Ah... Steve. He's an old one. It's been a long time since I've ever seen anyone mention SpinRite.
While Spinrite (+1 on the suggestion, it's a tool I have forgotten) is a decent tool and I still use his ShieldsUp! (never exclusively) to get a general idea what my network looks like from the outside. Steve Gibson is a bit of self proclaimed techno-evangelist that tends to instill a doomsday mentality with his followers. He's got decent tools, I just wish he was a little less doomsdayer and a little bit more realistic with his papers. Take a look at his Raw Socket with XP paper to see just how far off he's gone.
But that is neither here or there.
I assure you, these MP3's are not corrupt because of a bad drive. They are largely corrupt because they are
incomplete. I don't really have any details beyond this or the why of it.
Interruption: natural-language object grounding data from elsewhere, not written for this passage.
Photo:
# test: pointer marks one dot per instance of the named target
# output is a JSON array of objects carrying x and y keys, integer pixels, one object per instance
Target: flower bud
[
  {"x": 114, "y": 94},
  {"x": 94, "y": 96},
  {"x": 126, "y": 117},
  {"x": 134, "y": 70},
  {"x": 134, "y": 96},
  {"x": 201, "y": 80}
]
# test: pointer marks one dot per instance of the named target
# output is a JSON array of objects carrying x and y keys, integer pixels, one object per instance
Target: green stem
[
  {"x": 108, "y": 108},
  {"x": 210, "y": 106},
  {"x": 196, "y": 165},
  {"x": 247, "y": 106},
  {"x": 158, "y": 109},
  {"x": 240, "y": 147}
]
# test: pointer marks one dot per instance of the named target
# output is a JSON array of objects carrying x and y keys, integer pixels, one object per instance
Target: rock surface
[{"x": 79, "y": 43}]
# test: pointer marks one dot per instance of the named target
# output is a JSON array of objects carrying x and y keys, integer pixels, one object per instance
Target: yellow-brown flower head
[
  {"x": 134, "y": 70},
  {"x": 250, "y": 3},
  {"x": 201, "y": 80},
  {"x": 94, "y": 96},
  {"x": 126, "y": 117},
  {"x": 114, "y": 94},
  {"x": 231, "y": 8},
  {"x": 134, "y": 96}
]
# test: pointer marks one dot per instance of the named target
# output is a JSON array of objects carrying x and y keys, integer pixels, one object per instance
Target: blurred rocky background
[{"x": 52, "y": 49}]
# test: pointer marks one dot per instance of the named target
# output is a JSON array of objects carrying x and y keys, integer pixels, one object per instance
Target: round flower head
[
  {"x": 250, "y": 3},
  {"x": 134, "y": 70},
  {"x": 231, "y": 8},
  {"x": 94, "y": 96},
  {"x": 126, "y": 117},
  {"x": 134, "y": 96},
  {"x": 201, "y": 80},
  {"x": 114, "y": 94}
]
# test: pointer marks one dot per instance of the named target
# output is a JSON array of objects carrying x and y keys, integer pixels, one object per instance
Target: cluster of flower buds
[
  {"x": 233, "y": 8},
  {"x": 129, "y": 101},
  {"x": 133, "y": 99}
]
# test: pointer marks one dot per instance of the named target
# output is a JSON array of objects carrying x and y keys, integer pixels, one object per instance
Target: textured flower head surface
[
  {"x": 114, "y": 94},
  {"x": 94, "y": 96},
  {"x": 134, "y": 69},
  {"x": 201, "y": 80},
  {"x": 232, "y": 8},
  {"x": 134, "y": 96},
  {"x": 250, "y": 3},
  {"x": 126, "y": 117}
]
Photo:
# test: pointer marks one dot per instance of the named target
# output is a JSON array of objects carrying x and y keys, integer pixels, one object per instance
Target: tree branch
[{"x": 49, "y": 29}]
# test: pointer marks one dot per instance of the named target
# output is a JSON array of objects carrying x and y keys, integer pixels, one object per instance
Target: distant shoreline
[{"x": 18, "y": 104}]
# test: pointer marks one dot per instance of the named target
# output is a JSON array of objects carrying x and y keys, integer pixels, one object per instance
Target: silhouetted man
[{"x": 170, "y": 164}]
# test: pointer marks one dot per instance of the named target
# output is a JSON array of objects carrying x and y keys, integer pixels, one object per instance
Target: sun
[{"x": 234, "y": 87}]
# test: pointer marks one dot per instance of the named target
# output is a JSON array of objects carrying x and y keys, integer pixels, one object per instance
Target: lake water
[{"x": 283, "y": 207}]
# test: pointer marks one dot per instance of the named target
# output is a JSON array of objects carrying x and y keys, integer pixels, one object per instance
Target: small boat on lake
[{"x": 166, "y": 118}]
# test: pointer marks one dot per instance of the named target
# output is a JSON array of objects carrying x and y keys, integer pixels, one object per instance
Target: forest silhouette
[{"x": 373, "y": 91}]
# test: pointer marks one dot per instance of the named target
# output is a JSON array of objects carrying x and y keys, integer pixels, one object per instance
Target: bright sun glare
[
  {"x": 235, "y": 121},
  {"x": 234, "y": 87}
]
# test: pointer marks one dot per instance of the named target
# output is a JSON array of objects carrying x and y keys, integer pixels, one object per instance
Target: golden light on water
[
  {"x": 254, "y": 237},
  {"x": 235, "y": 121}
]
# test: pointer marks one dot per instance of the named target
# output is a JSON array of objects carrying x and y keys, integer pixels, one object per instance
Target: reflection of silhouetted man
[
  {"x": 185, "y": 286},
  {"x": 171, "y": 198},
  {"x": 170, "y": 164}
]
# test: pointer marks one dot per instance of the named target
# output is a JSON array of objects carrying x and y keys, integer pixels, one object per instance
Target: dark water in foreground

It just is.
In any case, all that remains (besides these files) of the HDD in question is an bin image (which I just remembered I have no idea where it is atm). The source HDD was re-purposed and is happily waiting to serve up web pages in my server.

I did locate some promising source code that looks like it does what I want it to do. I'm going to see if I can compile it into a Perl module and reuse one of my comparison scripts. Worst comes to worst, I suppose I could use one of the other pre-made tools to at least remove the known bad files. Then remove duplicates and leave me with a tolerable number of files that listening and filtering them all won't kill me.